Hot Weather Means less Money

Research reveals that extremely hot weeks are linked to a higher likelihood of food insecurity. This connection is mainly due to reduced household income and health during such periods. The effect is more pronounced in countries with lower incomes and economies heavily reliant on agriculture or precarious employment.

Two billion people worldwide face food insecurity, a problem that climate change is set to exacerbate, especially in regions already grappling with malnutrition. Excessive heat prevents work, leading to income loss and reduced ability to buy food. Such periods strain workers physically, decreasing productivity and work hours, causing economic shocks for households. For instance, female brick workers in India's West Bengal suffer income cuts of up to 50% due to heat stress, which slows their pace and brick-carrying capacity.

Hotter conditions can lead to increased household spending due to various factors: food becoming more perishable in the heat, higher costs for cooling through water or electricity, and out-of-pocket expenses for heat-related health issues.

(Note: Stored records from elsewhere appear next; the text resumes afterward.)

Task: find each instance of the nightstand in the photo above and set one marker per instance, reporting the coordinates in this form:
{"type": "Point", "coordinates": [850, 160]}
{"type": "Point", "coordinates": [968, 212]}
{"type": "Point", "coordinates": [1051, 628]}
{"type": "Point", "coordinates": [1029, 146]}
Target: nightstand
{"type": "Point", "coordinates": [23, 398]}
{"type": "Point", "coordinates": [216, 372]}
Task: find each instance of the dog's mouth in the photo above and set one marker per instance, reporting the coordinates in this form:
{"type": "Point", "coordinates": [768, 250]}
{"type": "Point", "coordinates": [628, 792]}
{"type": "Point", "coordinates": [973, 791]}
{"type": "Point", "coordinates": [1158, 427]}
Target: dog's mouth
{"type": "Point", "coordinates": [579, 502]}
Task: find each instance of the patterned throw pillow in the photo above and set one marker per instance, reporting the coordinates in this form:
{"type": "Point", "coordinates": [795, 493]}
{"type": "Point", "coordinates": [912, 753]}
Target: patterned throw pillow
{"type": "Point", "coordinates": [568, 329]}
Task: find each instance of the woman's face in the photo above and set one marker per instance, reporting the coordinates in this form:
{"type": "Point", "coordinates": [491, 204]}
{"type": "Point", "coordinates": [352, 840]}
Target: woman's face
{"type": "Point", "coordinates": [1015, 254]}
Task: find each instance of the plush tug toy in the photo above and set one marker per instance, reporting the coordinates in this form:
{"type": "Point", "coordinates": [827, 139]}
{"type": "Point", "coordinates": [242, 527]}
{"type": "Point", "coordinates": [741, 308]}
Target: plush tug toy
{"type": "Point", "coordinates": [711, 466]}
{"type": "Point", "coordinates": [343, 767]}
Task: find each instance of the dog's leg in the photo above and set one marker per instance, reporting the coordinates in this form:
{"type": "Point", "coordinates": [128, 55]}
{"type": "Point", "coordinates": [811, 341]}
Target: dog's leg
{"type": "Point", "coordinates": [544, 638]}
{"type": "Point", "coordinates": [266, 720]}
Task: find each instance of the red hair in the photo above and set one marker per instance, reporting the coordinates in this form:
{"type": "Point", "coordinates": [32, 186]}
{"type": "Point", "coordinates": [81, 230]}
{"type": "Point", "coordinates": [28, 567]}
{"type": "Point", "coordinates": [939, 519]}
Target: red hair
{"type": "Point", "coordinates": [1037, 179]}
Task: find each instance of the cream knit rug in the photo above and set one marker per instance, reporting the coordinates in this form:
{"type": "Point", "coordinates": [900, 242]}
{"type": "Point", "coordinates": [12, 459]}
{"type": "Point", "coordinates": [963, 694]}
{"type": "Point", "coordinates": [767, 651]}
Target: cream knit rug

The link between heat, income, and food insecurity can vary by country. Nations relying heavily on heat-exposed jobs like construction or agriculture might see more pronounced heat-related effects on food insecurity. In 2021, about two-thirds of work hours lost were in agriculture. Additionally, higher-income countries tend to offer better housing, cooling technology access, and more affordable food, potentially shielding people from heat and reducing the impact of income loss on food expenses.